Participation active = personnes avec des données synchronisées au cours des 7 derniers jours / personnes éligibles. C’est le chiffre honnête. L’adoption indique qui a téléchargé l’application ; la participation indique qui l’utilise. La fenêtre de 7 jours est celle que Vitality+ utilise dans le tableau de bord RH : assez courte pour ne pas compter les personnes qui ont arrêté, assez longue pour ne pas pénaliser un week-end sans wearable.

Deux règles de lecture. D’abord : la participation active baisse toujours après le lancement, et le chiffre qui compte est celui où elle se stabilise après 8 à 12 semaines. Ensuite : l’écart entre adoption et participation est en lui-même une information. Si beaucoup activent et peu restent, le problème vient de l’expérience, pas de la communication.

Les indicateurs agrégés : sommeil, stress, récupération, activité, IMC

Ce sont les quatre (ou cinq) KPI de résultat. Chacun est une moyenne de groupe, calculée uniquement lorsque le groupe dépasse le seuil d’agrégation, et présentée avec la variation par rapport à la baseline.

Sommeil moyen : heures par nuit pour le groupe. La part du groupe au-dessus ou en dessous d’un seuil (7 heures, par exemple) est également utile.

Stress et récupération moyens. À lire ensemble : un stress moyen avec une récupération élevée décrit un groupe qui tient bon ; un stress élevé avec une récupération faible décrit un groupe qui s’épuise.

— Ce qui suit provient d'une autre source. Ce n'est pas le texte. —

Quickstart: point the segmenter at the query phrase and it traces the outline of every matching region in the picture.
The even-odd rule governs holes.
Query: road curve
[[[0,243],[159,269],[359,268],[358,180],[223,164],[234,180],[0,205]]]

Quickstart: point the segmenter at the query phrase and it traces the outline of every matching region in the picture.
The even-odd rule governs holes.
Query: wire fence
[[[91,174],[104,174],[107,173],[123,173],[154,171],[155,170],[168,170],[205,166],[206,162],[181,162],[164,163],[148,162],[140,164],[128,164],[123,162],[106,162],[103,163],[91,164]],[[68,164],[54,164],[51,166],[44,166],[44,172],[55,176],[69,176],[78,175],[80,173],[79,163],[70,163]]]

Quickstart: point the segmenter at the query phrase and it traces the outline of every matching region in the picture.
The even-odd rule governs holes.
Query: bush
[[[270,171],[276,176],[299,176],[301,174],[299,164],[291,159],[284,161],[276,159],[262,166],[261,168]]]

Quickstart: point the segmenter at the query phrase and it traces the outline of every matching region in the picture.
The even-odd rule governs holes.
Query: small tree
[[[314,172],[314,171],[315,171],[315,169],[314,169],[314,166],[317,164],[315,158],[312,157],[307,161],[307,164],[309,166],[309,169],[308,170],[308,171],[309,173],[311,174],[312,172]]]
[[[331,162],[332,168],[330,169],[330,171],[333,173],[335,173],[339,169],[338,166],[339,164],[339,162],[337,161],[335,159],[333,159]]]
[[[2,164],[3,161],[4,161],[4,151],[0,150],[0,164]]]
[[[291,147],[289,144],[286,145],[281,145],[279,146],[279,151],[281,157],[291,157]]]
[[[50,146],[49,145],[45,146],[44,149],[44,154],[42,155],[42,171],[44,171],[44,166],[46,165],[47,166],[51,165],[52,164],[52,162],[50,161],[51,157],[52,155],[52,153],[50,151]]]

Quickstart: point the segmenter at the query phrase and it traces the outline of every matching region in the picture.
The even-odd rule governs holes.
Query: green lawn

Activité moyenne : activités, pas ou minutes actives par jour.

IMC moyen.

Un KPI de résultat n’a de sens que pour un groupe. Vitality+ affiche ces moyennes pour des groupes de 30 personnes ou plus, avec au moins 10 personnes disposant de données ce jour-là et un mix de genre suffisant ; en dessous du seuil, la valeur reste masquée.

Comment lire une tendance par équipe et par site ?

La tendance est la différence entre la moyenne actuelle et la baseline du même groupe, exprimée en valeur absolue (par exemple +18 minutes de sommeil) et en pourcentage.

Cinq bonnes pratiques évitent presque toutes les erreurs.

Utiliser des moyennes mobiles sur 4 semaines, pas la valeur du jour.

Comparer chaque groupe à sa propre baseline, jamais deux groupes entre eux en valeur absolue.

Vérifier que la composition du groupe est stable. Si la moitié de l’équipe a changé en trois mois, la tendance compare des personnes différentes.

Ne pas interpréter de petites variations comme des résultats. ±2 % sur un groupe de 30 personnes est du bruit ; +8 % de sommeil qui se maintient pendant huit semaines est un signal.

Une page pour le conseil

Le format qui fonctionne tient sur une page : six chiffres, chacun avec valeur, baseline, variation et le seuil en note de bas de page.

KPIValeur actuelleBaselineVariation
Adoption41 %35 %+6 pts
Participation active (7 jours)29 %27 %+2 pts
Sommeil moyen6 h 52 min6 h 34 min+18 min
Stress moyen62/10066/100−6 %
Récupération moyenne71/10065/100+9 %
Activité moyenne7 900 pas/jour7 100 pas/jour+11 %

Les valeurs du tableau sont un exemple de format, pas des données réelles. Sous le tableau, trois lignes : ce que dit la donnée, ce qu’elle ne dit pas, ce que l’on propose.

Questions connexes

Quel est un bon taux d’adoption pour un programme de bien-être en entreprise ? Cela dépend de la façon dont il est proposé et du nombre de personnes qui possèdent déjà un wearable, méfiez-vous donc des benchmarks génériques. La comparaison utile se fait entre vos propres sites et dans le temps : une adoption qui progresse après le lancement, et une participation active qui se stabilise au lieu de s’effondrer, en disent plus que n’importe quelle moyenne sectorielle.

À quelle fréquence les KPI de bien-être doivent-ils être actualisés ? Le tableau de bord se met à jour chaque jour, mais la lecture utile est hebdomadaire pour les RH (moyennes mobiles sur 4 semaines) et trimestrielle pour le conseil d’administration.

Peut-on comparer les KPI de deux sites ? Oui, sur la tendance, pas sur la valeur absolue. Deux sites peuvent partir de niveaux de sommeil ou d’activité différents en raison de la composition, de l’âge et du type de travail. Ce que l’on compare, c’est de combien chacun s’est éloigné de sa propre baseline.